Why should we talk about quantitative historical linguistics?
Historical linguistics is the academic field that studies language change and language stability, explores the history of individual languages, and identifies the relatedness between languages (Harrison, 2003 , p. 214). This can involve investigating how different aspects of languages such as grammar, sound, or meaning changed over the course of the history of a language and across languages (diachronic analyses), reconstructing the pre-history of languages and language families, and tracing words’ etymologies. Historical linguistics also covers the study of the languages of the past (historical languages) from a synchronic viewpoint, i.e. at a single point in time (see Campbell, 2021 , among others).
Historical linguistics has been data-centric since its beginnings. Labov ( 1972 , p. 100) acknowledged that historical linguistics makes the best use of “bad data”, referring to the numerous gaps in the evidence available to historical linguists. The empirical basis of historical linguistics has also long been recognised by other scholars: Rydén ( 1980 , p. 38) wrote that the “study of the past […] must be basically empirical”, Fischer ( 2004 , p. 57) that “[t]he historical linguist has only one firm knowledge base and that is the historical documents”, a status also recognised by Penke and Rosenbach ( 2007 , p. 1) more recently.

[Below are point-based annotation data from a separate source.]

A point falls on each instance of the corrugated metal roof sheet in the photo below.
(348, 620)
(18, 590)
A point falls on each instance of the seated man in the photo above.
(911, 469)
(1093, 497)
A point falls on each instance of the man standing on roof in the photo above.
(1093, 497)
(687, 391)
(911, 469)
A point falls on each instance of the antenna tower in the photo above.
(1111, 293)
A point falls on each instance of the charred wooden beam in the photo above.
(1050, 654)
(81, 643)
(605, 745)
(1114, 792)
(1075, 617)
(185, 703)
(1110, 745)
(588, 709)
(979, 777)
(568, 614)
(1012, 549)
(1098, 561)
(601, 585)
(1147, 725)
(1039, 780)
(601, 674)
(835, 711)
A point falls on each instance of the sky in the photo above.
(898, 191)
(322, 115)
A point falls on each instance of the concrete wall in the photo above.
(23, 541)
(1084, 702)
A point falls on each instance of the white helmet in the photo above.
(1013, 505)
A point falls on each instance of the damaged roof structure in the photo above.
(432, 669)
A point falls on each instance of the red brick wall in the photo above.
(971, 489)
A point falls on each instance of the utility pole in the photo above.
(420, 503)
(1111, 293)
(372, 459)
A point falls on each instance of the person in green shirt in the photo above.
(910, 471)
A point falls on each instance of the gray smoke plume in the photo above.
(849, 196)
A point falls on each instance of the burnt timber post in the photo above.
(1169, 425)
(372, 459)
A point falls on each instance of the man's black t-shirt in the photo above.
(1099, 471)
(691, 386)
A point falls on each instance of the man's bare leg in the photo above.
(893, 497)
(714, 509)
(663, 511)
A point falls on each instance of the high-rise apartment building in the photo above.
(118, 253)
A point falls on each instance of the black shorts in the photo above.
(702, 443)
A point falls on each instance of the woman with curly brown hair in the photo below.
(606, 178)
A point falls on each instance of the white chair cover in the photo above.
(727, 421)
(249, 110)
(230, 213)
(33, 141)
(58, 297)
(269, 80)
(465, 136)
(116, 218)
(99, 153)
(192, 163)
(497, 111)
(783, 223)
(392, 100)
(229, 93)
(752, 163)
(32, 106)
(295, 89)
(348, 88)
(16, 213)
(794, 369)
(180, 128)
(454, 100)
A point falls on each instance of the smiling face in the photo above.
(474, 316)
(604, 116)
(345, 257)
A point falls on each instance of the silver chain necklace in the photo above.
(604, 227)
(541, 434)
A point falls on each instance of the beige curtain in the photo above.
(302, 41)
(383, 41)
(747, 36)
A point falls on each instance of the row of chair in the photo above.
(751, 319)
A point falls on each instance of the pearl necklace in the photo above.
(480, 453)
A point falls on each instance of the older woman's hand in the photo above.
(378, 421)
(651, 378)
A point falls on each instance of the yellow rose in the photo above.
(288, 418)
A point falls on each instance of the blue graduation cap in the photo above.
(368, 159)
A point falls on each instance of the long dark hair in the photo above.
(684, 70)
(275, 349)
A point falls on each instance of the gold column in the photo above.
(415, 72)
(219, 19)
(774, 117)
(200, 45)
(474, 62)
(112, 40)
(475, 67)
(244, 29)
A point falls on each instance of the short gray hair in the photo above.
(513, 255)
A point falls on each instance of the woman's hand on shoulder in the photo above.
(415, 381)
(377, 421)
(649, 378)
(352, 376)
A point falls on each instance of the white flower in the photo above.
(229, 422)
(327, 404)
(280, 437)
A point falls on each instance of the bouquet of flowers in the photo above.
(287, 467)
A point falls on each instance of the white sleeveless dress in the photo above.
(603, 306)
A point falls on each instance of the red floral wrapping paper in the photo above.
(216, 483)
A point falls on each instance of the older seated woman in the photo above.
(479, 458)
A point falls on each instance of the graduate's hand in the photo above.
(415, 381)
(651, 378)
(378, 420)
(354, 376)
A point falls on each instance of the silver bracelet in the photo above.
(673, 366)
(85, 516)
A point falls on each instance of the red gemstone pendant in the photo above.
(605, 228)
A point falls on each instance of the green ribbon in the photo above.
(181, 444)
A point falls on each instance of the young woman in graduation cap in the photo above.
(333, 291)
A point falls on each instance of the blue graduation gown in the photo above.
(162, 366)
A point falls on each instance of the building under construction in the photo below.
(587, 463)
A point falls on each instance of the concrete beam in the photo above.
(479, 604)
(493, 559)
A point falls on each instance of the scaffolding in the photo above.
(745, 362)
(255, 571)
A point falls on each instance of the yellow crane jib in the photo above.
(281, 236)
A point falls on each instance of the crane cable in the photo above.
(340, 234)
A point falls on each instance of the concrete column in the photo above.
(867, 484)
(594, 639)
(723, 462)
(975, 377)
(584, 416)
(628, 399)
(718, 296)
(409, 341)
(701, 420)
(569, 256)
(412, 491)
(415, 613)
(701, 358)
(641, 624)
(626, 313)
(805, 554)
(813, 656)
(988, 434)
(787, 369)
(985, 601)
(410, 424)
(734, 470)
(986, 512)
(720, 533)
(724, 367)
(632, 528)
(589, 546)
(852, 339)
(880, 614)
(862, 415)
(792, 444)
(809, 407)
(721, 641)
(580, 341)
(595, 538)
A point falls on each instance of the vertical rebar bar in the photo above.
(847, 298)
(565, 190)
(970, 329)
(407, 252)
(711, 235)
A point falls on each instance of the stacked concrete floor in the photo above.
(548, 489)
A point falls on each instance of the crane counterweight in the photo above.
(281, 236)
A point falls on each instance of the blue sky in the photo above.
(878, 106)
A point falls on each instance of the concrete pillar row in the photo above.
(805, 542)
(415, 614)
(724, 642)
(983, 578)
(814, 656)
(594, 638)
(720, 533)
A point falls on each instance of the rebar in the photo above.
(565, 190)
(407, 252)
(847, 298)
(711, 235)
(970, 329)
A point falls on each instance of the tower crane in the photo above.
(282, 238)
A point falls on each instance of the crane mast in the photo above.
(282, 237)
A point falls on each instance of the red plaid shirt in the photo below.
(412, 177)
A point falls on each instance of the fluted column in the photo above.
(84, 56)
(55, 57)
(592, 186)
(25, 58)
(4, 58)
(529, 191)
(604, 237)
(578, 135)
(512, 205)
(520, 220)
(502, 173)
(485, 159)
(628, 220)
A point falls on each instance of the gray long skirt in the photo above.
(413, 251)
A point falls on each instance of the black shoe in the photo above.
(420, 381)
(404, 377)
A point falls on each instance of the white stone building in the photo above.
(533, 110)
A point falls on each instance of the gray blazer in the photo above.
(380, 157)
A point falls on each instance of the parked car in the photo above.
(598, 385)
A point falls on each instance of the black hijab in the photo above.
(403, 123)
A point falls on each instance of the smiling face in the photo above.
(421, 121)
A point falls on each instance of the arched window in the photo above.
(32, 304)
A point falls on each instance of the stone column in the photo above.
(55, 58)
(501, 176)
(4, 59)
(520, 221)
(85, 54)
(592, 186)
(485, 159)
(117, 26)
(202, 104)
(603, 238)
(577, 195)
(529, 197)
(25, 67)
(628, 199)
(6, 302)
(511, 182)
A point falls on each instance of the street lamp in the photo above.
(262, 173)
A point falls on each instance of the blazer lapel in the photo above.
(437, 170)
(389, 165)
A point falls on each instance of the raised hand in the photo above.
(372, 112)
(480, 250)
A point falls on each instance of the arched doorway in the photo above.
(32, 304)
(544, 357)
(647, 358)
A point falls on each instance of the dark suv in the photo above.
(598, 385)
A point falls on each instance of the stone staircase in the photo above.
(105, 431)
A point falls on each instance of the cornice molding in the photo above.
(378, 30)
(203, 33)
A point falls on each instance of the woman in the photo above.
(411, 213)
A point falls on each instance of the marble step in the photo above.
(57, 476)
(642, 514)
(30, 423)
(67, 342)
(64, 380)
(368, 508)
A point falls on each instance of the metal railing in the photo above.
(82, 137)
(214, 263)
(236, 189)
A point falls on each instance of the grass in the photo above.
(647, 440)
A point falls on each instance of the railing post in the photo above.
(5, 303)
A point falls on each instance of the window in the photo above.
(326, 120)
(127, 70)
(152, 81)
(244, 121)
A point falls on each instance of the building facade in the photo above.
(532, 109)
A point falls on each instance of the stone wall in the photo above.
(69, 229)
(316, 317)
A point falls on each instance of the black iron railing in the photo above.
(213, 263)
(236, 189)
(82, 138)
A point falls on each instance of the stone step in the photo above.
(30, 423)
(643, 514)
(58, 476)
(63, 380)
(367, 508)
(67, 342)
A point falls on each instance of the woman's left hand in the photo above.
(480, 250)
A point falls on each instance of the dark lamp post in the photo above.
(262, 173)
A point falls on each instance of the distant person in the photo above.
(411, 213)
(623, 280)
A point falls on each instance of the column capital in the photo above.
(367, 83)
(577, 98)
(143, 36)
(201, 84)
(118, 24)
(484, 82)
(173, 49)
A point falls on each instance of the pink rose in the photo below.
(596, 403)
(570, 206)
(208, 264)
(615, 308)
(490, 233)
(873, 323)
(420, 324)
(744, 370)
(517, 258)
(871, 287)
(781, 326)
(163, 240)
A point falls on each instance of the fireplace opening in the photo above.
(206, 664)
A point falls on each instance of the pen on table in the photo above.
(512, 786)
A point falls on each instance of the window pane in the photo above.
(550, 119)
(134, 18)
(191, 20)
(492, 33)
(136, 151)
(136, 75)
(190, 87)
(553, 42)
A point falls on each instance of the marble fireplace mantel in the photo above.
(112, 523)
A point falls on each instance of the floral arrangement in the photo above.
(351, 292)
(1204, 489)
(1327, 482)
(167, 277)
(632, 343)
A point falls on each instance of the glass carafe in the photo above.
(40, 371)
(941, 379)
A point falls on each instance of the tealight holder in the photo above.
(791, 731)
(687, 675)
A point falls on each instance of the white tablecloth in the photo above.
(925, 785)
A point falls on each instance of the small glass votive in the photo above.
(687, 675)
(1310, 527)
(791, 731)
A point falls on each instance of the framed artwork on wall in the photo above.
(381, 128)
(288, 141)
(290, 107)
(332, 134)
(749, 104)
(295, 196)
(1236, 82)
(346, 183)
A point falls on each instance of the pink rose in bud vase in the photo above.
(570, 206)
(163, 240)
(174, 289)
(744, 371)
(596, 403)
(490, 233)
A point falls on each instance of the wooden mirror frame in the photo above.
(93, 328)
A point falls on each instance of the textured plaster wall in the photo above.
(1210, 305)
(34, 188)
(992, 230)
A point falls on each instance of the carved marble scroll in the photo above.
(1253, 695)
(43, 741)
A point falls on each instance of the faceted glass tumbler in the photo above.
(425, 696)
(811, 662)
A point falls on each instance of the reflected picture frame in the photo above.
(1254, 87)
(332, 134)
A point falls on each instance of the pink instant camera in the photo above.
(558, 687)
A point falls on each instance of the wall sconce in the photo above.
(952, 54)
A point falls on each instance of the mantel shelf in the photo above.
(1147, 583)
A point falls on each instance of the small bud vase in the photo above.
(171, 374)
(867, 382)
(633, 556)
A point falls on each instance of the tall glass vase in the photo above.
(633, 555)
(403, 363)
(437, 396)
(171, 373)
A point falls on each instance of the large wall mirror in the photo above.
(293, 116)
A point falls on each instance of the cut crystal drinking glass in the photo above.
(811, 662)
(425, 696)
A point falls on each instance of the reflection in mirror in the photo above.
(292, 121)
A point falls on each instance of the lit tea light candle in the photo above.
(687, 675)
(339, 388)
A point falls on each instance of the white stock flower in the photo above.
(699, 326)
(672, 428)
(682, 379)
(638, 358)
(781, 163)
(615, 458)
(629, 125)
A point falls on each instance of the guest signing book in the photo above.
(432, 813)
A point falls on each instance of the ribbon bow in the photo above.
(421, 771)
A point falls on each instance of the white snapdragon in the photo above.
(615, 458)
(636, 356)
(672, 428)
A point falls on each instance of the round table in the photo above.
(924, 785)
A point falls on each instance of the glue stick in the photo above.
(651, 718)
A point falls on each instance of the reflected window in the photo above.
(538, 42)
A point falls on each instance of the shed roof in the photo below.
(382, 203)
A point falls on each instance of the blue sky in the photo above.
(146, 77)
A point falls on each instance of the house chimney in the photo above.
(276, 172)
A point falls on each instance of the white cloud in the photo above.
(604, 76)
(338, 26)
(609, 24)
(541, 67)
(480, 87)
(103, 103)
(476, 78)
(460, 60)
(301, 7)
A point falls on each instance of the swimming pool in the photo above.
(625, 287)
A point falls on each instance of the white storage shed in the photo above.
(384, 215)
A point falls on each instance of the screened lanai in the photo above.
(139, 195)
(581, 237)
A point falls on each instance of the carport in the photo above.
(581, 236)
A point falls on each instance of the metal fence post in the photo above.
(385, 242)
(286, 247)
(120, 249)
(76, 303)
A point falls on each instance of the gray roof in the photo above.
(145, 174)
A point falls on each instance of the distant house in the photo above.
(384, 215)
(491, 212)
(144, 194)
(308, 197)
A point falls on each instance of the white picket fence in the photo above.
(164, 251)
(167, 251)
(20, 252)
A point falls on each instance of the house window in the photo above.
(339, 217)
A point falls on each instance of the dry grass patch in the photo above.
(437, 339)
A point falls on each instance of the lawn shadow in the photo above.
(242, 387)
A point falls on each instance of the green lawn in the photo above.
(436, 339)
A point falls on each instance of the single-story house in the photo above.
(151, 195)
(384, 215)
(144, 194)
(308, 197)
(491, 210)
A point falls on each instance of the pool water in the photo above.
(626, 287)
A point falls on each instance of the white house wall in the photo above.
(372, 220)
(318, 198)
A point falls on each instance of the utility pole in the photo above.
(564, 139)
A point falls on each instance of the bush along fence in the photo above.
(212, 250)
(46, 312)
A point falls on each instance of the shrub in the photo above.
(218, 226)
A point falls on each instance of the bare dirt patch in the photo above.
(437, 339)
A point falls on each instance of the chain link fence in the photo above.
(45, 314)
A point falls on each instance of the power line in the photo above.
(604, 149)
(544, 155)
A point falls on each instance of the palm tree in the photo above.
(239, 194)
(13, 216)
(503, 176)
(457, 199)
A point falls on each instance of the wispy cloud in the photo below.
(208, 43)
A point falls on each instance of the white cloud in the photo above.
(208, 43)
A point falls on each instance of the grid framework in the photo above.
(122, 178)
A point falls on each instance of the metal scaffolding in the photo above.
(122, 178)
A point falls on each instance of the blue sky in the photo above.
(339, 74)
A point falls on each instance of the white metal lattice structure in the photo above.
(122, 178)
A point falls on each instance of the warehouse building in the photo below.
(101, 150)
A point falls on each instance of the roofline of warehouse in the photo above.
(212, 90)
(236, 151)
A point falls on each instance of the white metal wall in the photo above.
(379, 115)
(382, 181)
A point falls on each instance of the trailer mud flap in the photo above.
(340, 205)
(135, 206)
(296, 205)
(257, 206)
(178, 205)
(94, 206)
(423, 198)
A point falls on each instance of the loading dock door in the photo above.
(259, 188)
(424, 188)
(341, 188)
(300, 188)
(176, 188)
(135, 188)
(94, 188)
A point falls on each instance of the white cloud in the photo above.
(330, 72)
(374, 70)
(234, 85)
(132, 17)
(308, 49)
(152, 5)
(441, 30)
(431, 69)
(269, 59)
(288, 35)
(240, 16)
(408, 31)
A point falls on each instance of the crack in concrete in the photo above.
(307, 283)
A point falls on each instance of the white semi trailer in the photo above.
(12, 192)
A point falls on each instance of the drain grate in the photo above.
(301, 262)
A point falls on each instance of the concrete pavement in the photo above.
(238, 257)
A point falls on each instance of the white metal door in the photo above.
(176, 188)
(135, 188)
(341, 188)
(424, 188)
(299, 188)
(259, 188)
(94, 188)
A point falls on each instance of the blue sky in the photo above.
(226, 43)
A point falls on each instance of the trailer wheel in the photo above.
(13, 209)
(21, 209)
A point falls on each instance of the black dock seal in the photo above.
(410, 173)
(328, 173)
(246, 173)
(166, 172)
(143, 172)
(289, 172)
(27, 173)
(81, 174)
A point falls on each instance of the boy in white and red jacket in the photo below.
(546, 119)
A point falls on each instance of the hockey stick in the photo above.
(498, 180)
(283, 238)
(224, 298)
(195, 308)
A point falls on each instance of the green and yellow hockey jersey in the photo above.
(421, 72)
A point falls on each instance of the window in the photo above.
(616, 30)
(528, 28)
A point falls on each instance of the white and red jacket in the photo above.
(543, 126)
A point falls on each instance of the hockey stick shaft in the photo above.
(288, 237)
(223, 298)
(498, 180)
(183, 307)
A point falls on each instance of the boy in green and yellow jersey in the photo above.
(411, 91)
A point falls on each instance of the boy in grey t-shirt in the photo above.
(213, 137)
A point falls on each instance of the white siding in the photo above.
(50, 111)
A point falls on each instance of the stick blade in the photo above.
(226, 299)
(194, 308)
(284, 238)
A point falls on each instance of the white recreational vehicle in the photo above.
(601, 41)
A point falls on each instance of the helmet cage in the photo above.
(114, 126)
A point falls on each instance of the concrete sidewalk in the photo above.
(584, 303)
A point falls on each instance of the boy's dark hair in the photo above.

In spite of these numerous acknowledgements, the adoption of quantitative methods in historical linguistics is still far from being mainstream and it falls below the level reached by other branches of linguistics. For example, Joseph ( 2008 , p. 687) notes that, while linguistics has always been an empirical field, “the bar [seems to have been raised] on the nature of the evidence we work with”, noting, in particular, an increase in the reliance on corpus data. Similar arguments are put forward by Winter ( 2022 ), Kortmann ( 2021 ), and Brinton et al. ( 2021 ), among others. The fact that quantitative methods in historical linguistics are underused is a serious limitation because quantitative methods offer researchers the opportunity to test theoretical hypotheses that have been proposed on many historical linguistics phenomena. Moreover, quantitative methods can fruitfully complement qualitative example-based research: large- or medium-scale multivariate data analyses have the potential to provide descriptions of multidimensional phenomena where different factors are at play, which is a fairly typical situation in historical linguistics.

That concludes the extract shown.